Uma nova capitalidade para a Guarda

Escrito por Pedro Fonseca

«Não nos admiremos, por conseguinte, que a realização pessoal, a formação cívica e o exercício da cidadania se assumam cada vez mais como miragens inalcançáveis»

Alguns anos após a Revolução Francesa (1789), os poetas ingleses Samuel Coleridge e William Wordsworth anunciaram que também queriam mudar o mundo. Não através da política, mas através da poesia.

Na altura, a industrialização dava os seus primeiros passos e, com ela, a ciência e a tecnologia começavam a inflacionar a sua centralidade na vida das sociedades humanas. Desde então, o reinado da tecnocracia tem vindo a admitir cada vez menos espaço e tempo para as artes e as humanidades.

Não nos admiremos, por conseguinte, que a realização pessoal, a formação cívica e o exercício da cidadania se assumam cada vez mais como miragens inalcançáveis.

Não nos admiremos também que a política se revele cada vez mais impotente na perceção e resolução dos principais problemas que nos afetam e que as vozes dos políticos, salvo raríssimas exceções, se limitem a reproduzir discursos ocos e estéreis que parece já termos ouvido centenas de vezes.

Já na segunda metade do século XIX, em plena era de afirmação do cientismo, Antero de Quental avisava que a ciência jamais poderia substituir o papel das humanidades no entendimento das várias dimensões do humano e menos ainda no entendimento do Homem como um todo.

Com efeito, necessitamos das humanidades para melhorar o processo de tomada de decisão política, quer no enquadramento das evidências científicas, quer na execução das várias etapas que integram o ciclo de vida das políticas públicas (concetualização, elaboração, implementação e avaliação).

Em ano de eleições autárquicas e em plena candidatura da Guarda a Capital Europeia da Cultura, o cenário não poderia ser mais propício para o aparecimento de projetos que visem uma valorização efetiva das artes e das humanidades no nosso concelho.

A Guarda deve acolher e promover a frequência gratuita, para todas as faixas etárias, de cursos e de oficinas de cinema, dança, desenho, escultura, filosofia, fotografia, história, ilusionismo, línguas, literatura, música, pintura, poesia, teatro, com a dimensão formativa centralizada numa Universidade Livre e a dimensão criativa realizada numa Academia de Artes e Letras.

Não faltam espaços na Guarda para acolherem equipamentos desta natureza, nem profissionais da área das artes e das humanidades para lhes darem vida.

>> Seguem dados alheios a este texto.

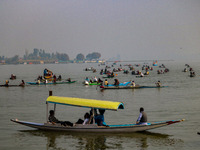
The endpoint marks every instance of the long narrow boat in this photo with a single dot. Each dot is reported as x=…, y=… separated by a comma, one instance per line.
x=121, y=84
x=94, y=104
x=130, y=87
x=93, y=83
x=11, y=86
x=63, y=82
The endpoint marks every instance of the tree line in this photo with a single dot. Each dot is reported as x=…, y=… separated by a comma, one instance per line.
x=39, y=54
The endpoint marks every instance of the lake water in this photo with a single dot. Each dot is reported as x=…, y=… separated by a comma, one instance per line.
x=181, y=99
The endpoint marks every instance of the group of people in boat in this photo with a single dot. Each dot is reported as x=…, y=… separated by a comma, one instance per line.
x=88, y=118
x=98, y=118
x=93, y=80
x=21, y=84
x=13, y=77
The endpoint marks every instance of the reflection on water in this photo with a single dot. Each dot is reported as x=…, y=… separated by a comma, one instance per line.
x=94, y=141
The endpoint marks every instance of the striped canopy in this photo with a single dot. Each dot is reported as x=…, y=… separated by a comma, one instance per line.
x=89, y=103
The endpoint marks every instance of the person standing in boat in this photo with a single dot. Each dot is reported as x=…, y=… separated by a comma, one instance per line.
x=54, y=120
x=142, y=119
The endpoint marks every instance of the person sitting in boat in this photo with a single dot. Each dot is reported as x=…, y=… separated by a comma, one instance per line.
x=85, y=121
x=6, y=84
x=38, y=81
x=54, y=120
x=116, y=83
x=99, y=118
x=54, y=78
x=13, y=77
x=87, y=79
x=22, y=83
x=141, y=75
x=95, y=79
x=100, y=81
x=45, y=72
x=158, y=84
x=112, y=74
x=59, y=78
x=133, y=84
x=69, y=80
x=106, y=82
x=142, y=119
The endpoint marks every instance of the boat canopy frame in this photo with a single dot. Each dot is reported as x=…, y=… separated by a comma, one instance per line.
x=80, y=102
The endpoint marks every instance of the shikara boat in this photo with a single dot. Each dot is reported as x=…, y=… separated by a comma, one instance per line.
x=11, y=86
x=93, y=83
x=130, y=87
x=94, y=104
x=108, y=76
x=42, y=83
x=121, y=84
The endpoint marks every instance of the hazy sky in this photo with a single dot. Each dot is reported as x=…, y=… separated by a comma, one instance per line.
x=135, y=29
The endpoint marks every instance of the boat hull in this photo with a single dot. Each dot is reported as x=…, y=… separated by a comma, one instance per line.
x=127, y=128
x=130, y=87
x=35, y=83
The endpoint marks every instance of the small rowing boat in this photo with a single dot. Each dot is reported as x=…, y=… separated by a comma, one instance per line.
x=130, y=87
x=121, y=84
x=91, y=83
x=93, y=104
x=11, y=86
x=42, y=83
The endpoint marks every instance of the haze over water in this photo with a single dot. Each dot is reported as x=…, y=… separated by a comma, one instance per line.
x=179, y=100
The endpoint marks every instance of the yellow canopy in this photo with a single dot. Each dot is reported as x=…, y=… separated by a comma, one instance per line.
x=90, y=103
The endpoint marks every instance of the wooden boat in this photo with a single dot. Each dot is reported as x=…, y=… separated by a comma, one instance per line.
x=91, y=83
x=108, y=76
x=11, y=86
x=121, y=84
x=94, y=104
x=130, y=87
x=42, y=83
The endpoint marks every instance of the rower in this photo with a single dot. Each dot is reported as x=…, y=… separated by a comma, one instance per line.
x=158, y=84
x=22, y=83
x=6, y=84
x=133, y=84
x=105, y=82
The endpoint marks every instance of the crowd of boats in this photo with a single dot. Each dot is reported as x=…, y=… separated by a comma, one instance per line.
x=108, y=72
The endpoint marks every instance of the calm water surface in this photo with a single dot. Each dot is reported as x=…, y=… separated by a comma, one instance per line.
x=181, y=99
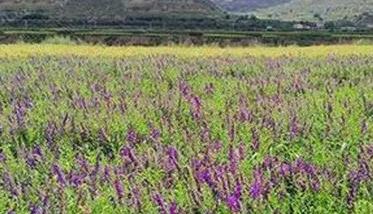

Partilho a convicção de que um projeto cultural e artístico, alicerçado nestas duas fundações, permitiria à Guarda, por um lado, assumir-se, a curto prazo (muito antes de 2027!), como um importante centro artístico e humanístico nacional e internacional, e, por outro, contribuir de forma decisiva para a formação humanística e cívica dos seus cidadãos.

Uma última nota: a ameaça de revolução de Coleridge e Wordsworth foi levada a sério pelas autoridades da época, tendo os dois poetas românticos sido alvo de vigilância apertada pela polícia durante várias semanas.

Hoje, volvidos mais de 200 anos desde a publicação da sua memorável obra conjunta “Lyrical Ballads” (1798), ninguém duvida de que foram bem-sucedidos no seu intento: os seus versos mudaram o mundo e continuam a inspirar novas gerações a fazer o mesmo.